The Price of Paranoia: Robust Risk-Sensitive Cooperation in Non-Stationary Multi-Agent Reinforcement Learning

Cooperative equilibria are fragile. When agents learn alongside each other rather than in a fixed environment, the process of learning destabilizes the cooperation they are trying to sustain: every gradient step an agent takes shifts the distribution of actions its partner will play, turning a cooperative partner into a source of stochastic noise precisely where the cooperation decision is most sensitive.
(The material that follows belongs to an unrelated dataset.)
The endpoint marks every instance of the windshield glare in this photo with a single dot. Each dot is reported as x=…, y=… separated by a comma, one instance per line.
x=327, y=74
We study how this co-learning noise propagates through the structure of coordination games, and find that the cooperative equilibrium, even when strongly Pareto-dominant, is exponentially unstable under standard risk-neutral learning, collapsing irreversibly once partner noise crosses the game's critical cooperation threshold. The natural response to apply distributional robustness to hedge against partner uncertainty makes things strictly worse: risk-averse return objectives penalize the high-variance cooperative action relative to defection, widening the instability region rather than shrinking it, a paradox that reveals a fundamental mismatch between the domains where robustness is applied and instability originates. We resolve this by showing that robustness should target the policy gradient update variance induced by partner uncertainty, not the return distribution. This distinction yields an algorithm whose gradient updates are modulated by an online measure of partner unpredictability, provably expanding the cooperation basin in symmetric coordination games. To unify stability, sample complexity, and welfare consequences of this approach, we introduce the Price of Paranoia as the structural dual of the Price of Anarchy. Together with a novel Cooperation Window, it precisely characterizes how much welfare learning algorithms can recover under partner noise, pinning down the optimal degree of robustness as a closed-form balance between equilibrium stability and sample efficiency.

翻译：合作均衡是脆弱的。当智能体在彼此共存的环境中而非固定环境中学习时，学习过程本身会破坏它们试图维持的合作：智能体每执行一次梯度更新，都会改变其对手将要采取的行动分布，恰好在合作决策最敏感的环节将合作对手转化为随机噪声源。我们研究了这种共同学习噪声如何通过协调博弈的结构传播，并发现在标准风险中性学习下，合作均衡（即使强烈帕累托占优）也会指数级不稳定，一旦对手噪声超过博弈的关键合作阈值就会不可逆地崩溃。为了对冲对手不确定性而自然采用分布鲁棒性的做法反而会使情况更糟：风险规避的回报目标相对于背叛行为会惩罚高方差的合作行为，从而扩大而非缩小不稳定区域——这一悖论揭示了鲁棒性应用领域与不稳定根源之间的根本性错配。我们通过证明鲁棒性应针对由对手不确定性引发的策略梯度更新方差（而非回报分布）来解决这一问题。这一区分催生了如下算法：其梯度更新通过对手不可预测性的在线度量进行调节，可在对称协调博弈中可证明地扩大合作盆地。为统一分析该方法的稳定性、样本复杂度与福利后果，我们将“偏执的成本”引入为“无政府成本的结构对偶”。结合新提出的“合作窗口”，该指标精确刻画了学习算法在对手噪声下能恢复多少福利，并以均衡稳定性与样本效率之间的闭式平衡确定了最优鲁棒性程度。